Above all, this is a story of the international nature of science. The author describes friendships, collaborations or competitions with two Nobel-laureate colleagues at Caltech: Richard Feynman, bongo-playing theoretical physicist, and Linus Pauling, later an enthusiastic advocate of the value of increased vitamin C intake but better known at the time for recognising the helical structure of some proteins; with Alex Rich, later of the National Institutes of Health and presently Massachusetts Institute of Technology; with Wally Gilbert of Harvard, who devised a method for sequencing DNA; and with the physicist George Gamow, known as Geo, pronounced "Joe". Apart from lending his helpfully alliterative name to the title of the book, Geo clearly played a particular role in prompting collaborations among those trying to discover the code by which the sequence of nucleotides in chromosomal DNA directs production of a particular protein. Like many other researchers in this area, including Crick, Gamow was a theoretical physicist by training; before turning to molecular biology, he was an early proponent of the big bang theory of cosmology. Several of the letters he wrote to Watson are reproduced in facsimile, and they reveal an engaging enthusiast.

It was Gamow who suggested that a club be formed from those interested in RNA - the RNA Tie Club. The idea caught on. No doubt there was competition among the molecular biologists in developing and defending their own ideas, but often one gets the impression of excited discussions conducted in informal atmospheres. One difference between the period described in this volume and the present day is our much greater reliance on commercial funding in research. The money for discovering the fundamental knowledge described in this book all came from government agencies or philanthropic organisations. They lacked the capacity for the quick boost in funding possible with commercial support but, on the other hand, they supported an intellectual freedom enjoyed by few laboratories today.
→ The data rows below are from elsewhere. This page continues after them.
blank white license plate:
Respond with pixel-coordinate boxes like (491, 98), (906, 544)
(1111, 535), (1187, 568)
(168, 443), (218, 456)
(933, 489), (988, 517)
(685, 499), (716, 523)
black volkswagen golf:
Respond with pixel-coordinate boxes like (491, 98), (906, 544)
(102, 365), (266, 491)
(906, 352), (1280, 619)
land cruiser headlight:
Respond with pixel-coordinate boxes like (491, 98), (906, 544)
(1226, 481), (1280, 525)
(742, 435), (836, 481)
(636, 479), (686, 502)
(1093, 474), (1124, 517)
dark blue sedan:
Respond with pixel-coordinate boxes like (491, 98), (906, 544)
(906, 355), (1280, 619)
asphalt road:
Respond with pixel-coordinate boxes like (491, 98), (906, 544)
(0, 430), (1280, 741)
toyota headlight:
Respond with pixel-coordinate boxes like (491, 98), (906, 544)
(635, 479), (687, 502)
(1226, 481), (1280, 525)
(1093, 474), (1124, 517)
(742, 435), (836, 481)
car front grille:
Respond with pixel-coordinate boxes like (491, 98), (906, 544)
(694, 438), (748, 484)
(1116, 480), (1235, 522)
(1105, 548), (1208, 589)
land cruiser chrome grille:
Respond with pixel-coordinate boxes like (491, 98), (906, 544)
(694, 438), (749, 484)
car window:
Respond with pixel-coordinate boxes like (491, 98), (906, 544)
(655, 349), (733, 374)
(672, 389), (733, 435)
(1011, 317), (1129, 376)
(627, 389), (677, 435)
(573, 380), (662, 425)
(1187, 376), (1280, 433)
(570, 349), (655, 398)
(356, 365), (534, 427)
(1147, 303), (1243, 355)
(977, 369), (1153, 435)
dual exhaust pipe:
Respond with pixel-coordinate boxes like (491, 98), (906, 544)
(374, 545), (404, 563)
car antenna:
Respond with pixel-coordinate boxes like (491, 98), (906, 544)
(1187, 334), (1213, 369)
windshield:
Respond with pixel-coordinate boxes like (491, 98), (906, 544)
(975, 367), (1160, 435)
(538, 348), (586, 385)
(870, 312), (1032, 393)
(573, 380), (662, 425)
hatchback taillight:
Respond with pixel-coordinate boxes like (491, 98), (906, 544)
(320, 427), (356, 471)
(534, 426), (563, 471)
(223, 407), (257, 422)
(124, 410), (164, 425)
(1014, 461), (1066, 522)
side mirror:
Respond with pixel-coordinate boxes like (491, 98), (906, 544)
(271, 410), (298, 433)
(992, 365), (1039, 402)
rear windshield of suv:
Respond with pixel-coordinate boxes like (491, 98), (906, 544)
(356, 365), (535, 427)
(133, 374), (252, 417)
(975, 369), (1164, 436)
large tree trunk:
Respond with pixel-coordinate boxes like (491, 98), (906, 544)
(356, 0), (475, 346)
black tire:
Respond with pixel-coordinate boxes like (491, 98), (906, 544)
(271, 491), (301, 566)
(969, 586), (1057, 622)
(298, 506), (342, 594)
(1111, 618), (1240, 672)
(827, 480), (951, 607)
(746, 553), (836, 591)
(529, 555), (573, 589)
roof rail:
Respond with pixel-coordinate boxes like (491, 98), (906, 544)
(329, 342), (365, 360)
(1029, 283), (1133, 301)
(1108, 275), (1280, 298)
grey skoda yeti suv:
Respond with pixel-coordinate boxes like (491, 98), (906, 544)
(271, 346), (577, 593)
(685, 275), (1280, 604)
The 1950s in the United States was the high point of the McCarthy-inspired witch-hunt for Communist sympathisers, from the Korean war up to the election of Kennedy as president in 1960. Watson's account of its effects on science is extremely readable. Enormous social changes took place at this time, with consequences that are hard for today's generation to imagine. Robert Oppenheimer, the leader of the project at Los Alamos that produced the atomic bomb, lost his security clearance because of his opposition to the development of the hydrogen bomb. As a former faculty member of Caltech, Oppenheimer still had friends there when Watson worked at Caltech. He describes a pervasive unease at the institute when this event occurred and great concern when other scientists were denied grants because of alleged left-wing tendencies. Such things must seem incredible to young biologists today.
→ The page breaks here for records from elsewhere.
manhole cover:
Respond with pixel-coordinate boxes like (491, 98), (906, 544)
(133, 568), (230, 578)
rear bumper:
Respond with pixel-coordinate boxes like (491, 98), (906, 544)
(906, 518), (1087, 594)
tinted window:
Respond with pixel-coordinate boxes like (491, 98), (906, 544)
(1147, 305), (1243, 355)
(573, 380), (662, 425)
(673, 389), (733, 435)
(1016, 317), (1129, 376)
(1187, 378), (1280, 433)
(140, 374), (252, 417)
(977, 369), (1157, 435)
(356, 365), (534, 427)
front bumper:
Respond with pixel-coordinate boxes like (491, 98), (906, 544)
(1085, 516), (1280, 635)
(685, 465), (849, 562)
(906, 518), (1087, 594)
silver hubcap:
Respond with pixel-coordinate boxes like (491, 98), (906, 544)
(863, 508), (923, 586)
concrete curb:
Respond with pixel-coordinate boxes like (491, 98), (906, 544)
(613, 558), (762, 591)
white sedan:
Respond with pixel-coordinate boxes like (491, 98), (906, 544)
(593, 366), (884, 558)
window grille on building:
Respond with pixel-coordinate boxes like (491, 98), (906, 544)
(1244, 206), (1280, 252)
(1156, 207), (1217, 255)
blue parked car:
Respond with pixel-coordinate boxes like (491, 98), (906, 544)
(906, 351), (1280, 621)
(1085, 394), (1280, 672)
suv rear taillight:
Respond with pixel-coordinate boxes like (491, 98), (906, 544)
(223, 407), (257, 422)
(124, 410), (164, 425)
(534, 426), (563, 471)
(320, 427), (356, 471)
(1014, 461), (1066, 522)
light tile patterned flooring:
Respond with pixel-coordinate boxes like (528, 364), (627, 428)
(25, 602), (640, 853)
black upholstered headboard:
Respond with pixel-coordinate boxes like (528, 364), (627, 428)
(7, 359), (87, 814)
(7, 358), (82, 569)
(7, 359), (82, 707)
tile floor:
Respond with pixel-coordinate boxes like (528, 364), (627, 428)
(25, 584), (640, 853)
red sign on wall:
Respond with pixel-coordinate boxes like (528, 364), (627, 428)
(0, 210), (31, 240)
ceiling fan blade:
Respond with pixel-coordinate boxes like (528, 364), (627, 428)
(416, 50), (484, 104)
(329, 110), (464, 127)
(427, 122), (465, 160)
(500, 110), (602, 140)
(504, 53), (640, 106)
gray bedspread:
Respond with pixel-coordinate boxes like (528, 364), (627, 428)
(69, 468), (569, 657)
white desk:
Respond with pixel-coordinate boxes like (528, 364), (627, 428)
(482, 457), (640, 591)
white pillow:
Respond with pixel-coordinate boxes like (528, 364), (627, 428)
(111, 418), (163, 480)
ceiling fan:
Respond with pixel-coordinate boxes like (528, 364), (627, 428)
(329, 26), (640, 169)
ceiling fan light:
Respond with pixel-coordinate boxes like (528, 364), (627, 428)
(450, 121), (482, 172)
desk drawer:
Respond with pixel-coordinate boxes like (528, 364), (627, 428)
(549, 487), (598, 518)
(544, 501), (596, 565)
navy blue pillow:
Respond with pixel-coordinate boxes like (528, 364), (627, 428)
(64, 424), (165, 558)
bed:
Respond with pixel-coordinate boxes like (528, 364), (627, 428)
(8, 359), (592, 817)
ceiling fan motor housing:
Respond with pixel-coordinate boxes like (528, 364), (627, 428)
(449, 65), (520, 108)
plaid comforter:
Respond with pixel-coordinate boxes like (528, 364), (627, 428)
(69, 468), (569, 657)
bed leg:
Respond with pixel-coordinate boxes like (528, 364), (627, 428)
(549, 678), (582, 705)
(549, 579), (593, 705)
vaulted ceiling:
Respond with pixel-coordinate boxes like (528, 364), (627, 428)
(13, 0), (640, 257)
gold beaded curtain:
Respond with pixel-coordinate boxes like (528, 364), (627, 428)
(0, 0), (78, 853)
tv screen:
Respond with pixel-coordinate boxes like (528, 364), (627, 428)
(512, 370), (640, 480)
Genes, Girls and Gamow ends before its author becomes director of the Cold Spring Harbor Laboratory. He redirected the focus of this important research centre toward cancer. Later he helped to establish the human genome project that is only now coming to fruition. We can hope that he will record and publish recollections from these later experiences, as he played a central role in the development of this new era of biology. Perhaps we may also learn why he chose to dedicate the two volumes of his autobiography to Naomi Mitchison and Celia Gilbert, respectively.

Ian Wilmut is head of the team at the Roslin Institute, near Edinburgh, which cloned Dolly the sheep in 1996.